PETER GRANT SUPPORTS ELECTRIC DOG COLLAR BAN

Peter Grant MP has added his voice to calls for the UK Government to ban the sale of electric shock dog collars.

The use of the collars is on its way to being completely banned in Scotland following legislation put forward by the Scottish Parliament last month. However, the collars can still be sold north of the border and the power to ban their sale lies solely with the UK Government.

It is hoped cross-party support – led by SNP MPs Tommy Sheppard and Deirdre Brock – will lead to a complete ban on their sale across these islands, and would see England brought into line with Scotland and Wales on this issue.

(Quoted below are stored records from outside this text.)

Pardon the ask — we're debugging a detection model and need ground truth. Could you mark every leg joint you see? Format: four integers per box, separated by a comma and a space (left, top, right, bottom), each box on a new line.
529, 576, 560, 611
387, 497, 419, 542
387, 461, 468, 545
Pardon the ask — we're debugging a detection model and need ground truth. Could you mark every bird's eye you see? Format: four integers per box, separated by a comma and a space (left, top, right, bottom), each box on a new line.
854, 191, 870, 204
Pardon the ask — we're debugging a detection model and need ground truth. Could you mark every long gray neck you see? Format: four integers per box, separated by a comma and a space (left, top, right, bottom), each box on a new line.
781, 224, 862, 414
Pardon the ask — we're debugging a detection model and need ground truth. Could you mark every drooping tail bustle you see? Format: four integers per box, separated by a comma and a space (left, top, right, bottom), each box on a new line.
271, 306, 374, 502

This week, Mr Grant attended a drop in event at the House of Commons, held by The Dogs Trust, the UK’s largest dog welfare charity, as it launched its #ShockinglyLegal campaign to help urge the Government to ban the sale of electronic shock collars.

Peter Grant said: “Electrocuting a dog for disobedience or for training purposes is cruel and sadistic. There is no need for them to be used when there are so many positive training methods available – it says a lot that 91% of dog trainers said they supported this ban.”

He added: “This is a hugely important issue for dog welfare and I hope my support for this campaign will help make a difference. The Scottish Government has already taken a lead on this matter and its time for the UK Government to follow suit.”

Rachel Casey, Director of Canine Behaviour and Research at Dogs Trust, said: “We are appalled that it is still legal to buy and use electronic shock collars in England. This type of device is not only painful for a dog, it can have a serious negative impact on their mental and physical wellbeing. A dog can’t understand when or why it’s being shocked and this can cause it immense distress, with many dogs exhibiting signs of anxiety and worsened behaviour as a result.”

SSPCA (Scottish Society for the Prevention of Cruelty to Animals) Chief Superintendent Mike Flynn also added: “The Scottish SPCA would like to see a full ban on the advertising, sale and use of electric shock collars. We strongly believe that the use of a collar that inflicts an electric shock is a lazy and cowardly way of trying to obtain quick results when training any animal.”